Hey everybody! As some of you may know, I recently joined MeiliSearch as a Developer Advocate. Part of my job is to help the community by answering questions, so my priority over the last few months has been to get to know MeiliSearch. I believe the best way to learn new software is to use it just as any developer would: to build something. So, I set out to make a demo.
MeiliSearch x MoMA
The first step was to find a nice dataset that I enjoyed working with. After several unsuccessful attempts to tame some unstructured datasets, I stumbled upon the repository of the Museum of Modern Art (MoMA). What a lucky find! They have two datasets: artists and artworks. I decided to go for the artworks dataset since it has all the essential information about each art piece: title, artist, dimensions, medium, even the artist’s biography. But the best part is that it’s available in JSON format! No conversion needed, no MongoDB dump to restore, no scraping: MeiliSearch ready 😀
You can see the result here.
So, I had found a dataset, indexed it in a MeiliSearch instance, and set up a front-end for the search. All done, right? Not exactly; now came the time to iterate and make the search results feel good.
I was lucky to find a structured JSON dataset that worked effortlessly with MeiliSearch. Nevertheless, I had to make some small changes to better display the results. Since MeiliSearch’s automatic highlighting doesn’t work on query results that are stored in an array, I had to convert array values into strings before adding them.
I also wanted to allow users to sort the results by date. Since the date field didn’t have a standard format, I had to retrieve the year and store it in a new `sortByDate` field. Then there was another problem: MeiliSearch doesn’t support sorting at query time (at least, not yet)!
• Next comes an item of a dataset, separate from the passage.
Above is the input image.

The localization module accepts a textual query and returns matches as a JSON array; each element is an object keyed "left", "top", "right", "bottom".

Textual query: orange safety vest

To circumvent that and implement this feature, I created two more indexes with custom ranking rules desc(DateToSortBy) and asc(DateToSortBy). Every time you change the sorting option in the drop-down menu, MeiliSearch is actually searching in a completely different index, but it’s so fast that the change is not visible to the human eye 🤯
Here you can see the sorting in action:
You might have noticed that I said MeiliSearch doesn’t support query-time sorting yet—that’s because it’s one of the most requested features on our public roadmap, and it’s now under consideration 🥳 So if you haven’t done it yet, take a look at MeiliSearch’s roadmap and vote for your favorite feature or submit your own ideas!
The most challenging part of creating this demo was working with an unknown dataset of 138,151 documents, because the large number of documents makes it difficult to know the possible values and length of the different fields. I first wanted the user to be able to filter results by `medium` (e.g. “photograph” or “paint”). That is, until I realized some of the artworks had `medium` fields that were many lines long! Take this one for example:
"H (vol. IX): Cover with lithographed manuscript text by Kliun on front; 1 lithographed illustration by Terent'ev; lithographed manuscript text. L (vol. XIII): Cover with lithographed illustration and manuscript design by Kirill Zdanevich on front; lithographed manuscript and typed text. M (vol. XIV): Cover with lithographed manuscript design and illustration on front by Kirill Zdanevich; lithographed manuscript and typed text. P (vol. XVII): Cover with lithographed manuscript design on front by Goncharova; and lithographed manuscript text by Mikhail Pustynin and Olga Olesha-Suok"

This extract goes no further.